Pipeline Objects#
The pipeline classes Pipeline
and ModelPipeline
are made up of base pipeline objects / pieces. These are based on the
scikit learn concept of a Pipeline
.
Across all base ModelPipeline
pieces,
e.g., Model
or Scaler
,
there exists an obj param when initializing these objects.
Beyond choice of obj parameter, pipeline objects share a number of other common
parameters which allow for extra customization, as well as some objects which have unique
parameters. Shared parameters include params, scope, extra_params> and cache_loc.
obj#
The ‘obj’ parameter is the core parameter for any pipeline object. It can broadly refer to either a str, which indicates a valid pre-defined custom obj for that piece, or depending on the pieces, this parameter can be passed a custom object directly.

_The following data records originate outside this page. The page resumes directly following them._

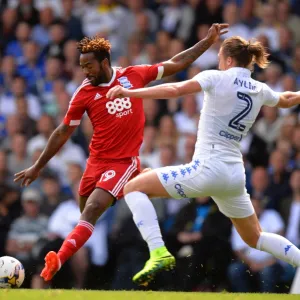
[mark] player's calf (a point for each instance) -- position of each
(96, 205)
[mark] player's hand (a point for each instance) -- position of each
(117, 92)
(27, 176)
(216, 30)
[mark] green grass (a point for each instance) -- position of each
(107, 295)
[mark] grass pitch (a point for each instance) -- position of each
(110, 295)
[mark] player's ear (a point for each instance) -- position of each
(105, 63)
(229, 61)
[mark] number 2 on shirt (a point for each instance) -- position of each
(235, 122)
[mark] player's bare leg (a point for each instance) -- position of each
(250, 231)
(96, 205)
(137, 193)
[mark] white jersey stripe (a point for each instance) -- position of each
(129, 172)
(77, 90)
(125, 177)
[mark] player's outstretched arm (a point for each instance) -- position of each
(163, 91)
(289, 99)
(57, 139)
(184, 59)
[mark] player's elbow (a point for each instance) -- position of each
(174, 92)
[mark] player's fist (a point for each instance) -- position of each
(27, 176)
(216, 30)
(117, 92)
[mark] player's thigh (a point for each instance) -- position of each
(148, 183)
(248, 228)
(82, 202)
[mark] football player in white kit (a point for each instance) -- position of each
(232, 101)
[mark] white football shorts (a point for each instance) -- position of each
(223, 181)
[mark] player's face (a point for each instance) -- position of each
(92, 68)
(222, 60)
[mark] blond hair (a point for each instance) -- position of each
(246, 53)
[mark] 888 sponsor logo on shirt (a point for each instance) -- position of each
(119, 107)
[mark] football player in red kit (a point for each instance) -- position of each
(118, 133)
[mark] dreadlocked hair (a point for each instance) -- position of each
(97, 45)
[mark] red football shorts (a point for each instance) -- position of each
(109, 175)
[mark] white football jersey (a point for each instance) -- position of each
(232, 101)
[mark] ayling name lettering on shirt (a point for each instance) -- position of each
(245, 84)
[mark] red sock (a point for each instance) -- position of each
(75, 240)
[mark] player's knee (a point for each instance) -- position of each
(251, 240)
(130, 187)
(94, 207)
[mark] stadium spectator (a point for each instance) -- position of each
(18, 158)
(7, 28)
(293, 203)
(268, 127)
(7, 74)
(72, 23)
(26, 231)
(32, 68)
(231, 15)
(18, 90)
(57, 40)
(40, 32)
(27, 12)
(60, 224)
(35, 90)
(267, 26)
(15, 48)
(52, 193)
(260, 184)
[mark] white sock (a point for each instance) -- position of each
(280, 247)
(145, 218)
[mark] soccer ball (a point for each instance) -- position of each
(12, 272)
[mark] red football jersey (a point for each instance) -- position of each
(119, 123)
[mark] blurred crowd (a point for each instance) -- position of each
(40, 71)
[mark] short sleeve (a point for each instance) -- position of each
(270, 98)
(76, 109)
(237, 243)
(274, 221)
(150, 72)
(208, 79)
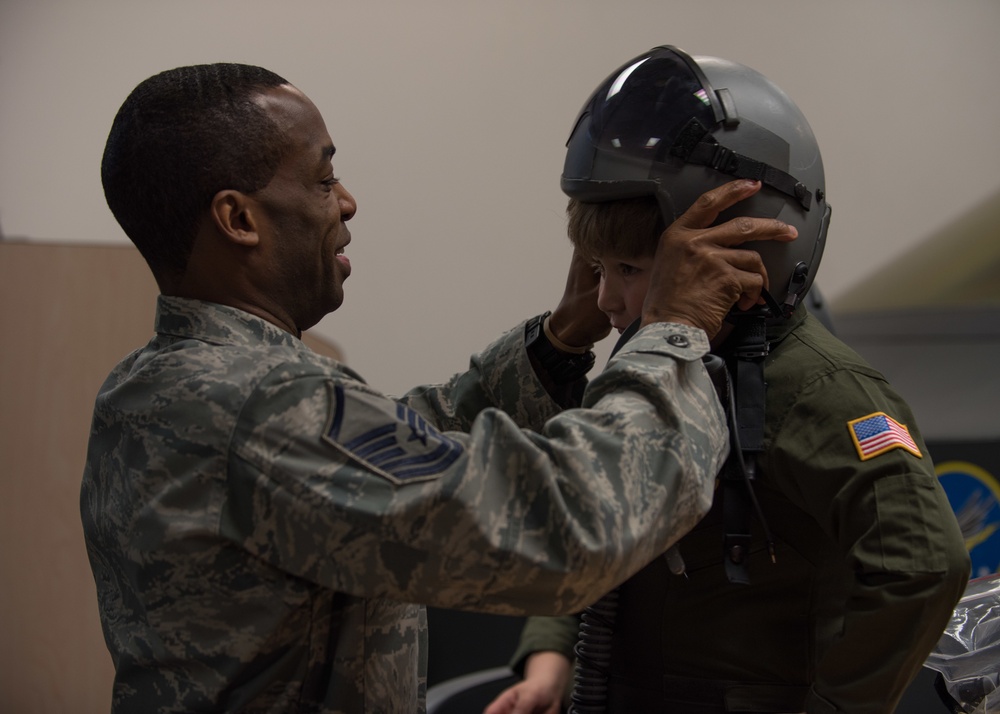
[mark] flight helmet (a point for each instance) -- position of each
(673, 126)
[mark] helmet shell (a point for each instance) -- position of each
(630, 139)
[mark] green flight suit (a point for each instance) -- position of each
(870, 561)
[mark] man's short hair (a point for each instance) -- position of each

For example if we want to make an
instance of RobustScaler
from sklearn:
In [1]: import BPt as bp
In [2]: scaler = bp.Scaler('robust', scope='all')
In [3]: scaler
Out[3]: Scaler(obj='robust', scope='all')
# See what this object looks like internally
In [4]: scaler.build()
Out[4]:
(('robust',
ScopeTransformer(estimator=RobustScaler(quantile_range=(5, 95)), inds='all')),
{})
We can do this because ‘robust’ exists as a default option already available in BPt (See Scalers). That said, if it wasn’t we could pass it as a custom object as well.
In [5]: from sklearn.preprocessing import RobustScaler
In [6]: scaler = bp.Scaler(RobustScaler())
In [7]: scaler
Out[7]: Scaler(obj=RobustScaler())
params#
params are used to either specify or select from a default existing choice of associated fixed or distribution of hyper-parameter values for this object. For example, we can choose to associate an existing hyper-parameter distribution for the robust scaler from before with:
In [8]: scaler = bp.Scaler('robust', params="robust gs")
In [9]: scaler
Out[9]: Scaler(obj='robust', params='robust gs')
We could also set it to a custom distribution using ref:Parameter<api.dists>:
In [10]: quantile_range = bp.p.Choice([(5, 95), (10, 90), (15, 85)])
In [11]: scaler = bp.Scaler('robust', params={'quantile_range': quantile_range})
In [12]: scaler
Out[12]:
Scaler(obj='robust',
params={'quantile_range': Choice([(5, 95), (10, 90), (15, 85)])})
See Params for more information on how to set Parameters.
scope#
Pipeline objects also have the argument Scope as an input argument.
This argument allows for pipeline objects to work on just a subset of columns.
Notably, if the scope in reference to a specific Dataset
is empty, then
the piopeline object in question will just be silently skipped. This is useful for defining
generic pipelines to different types of datasets.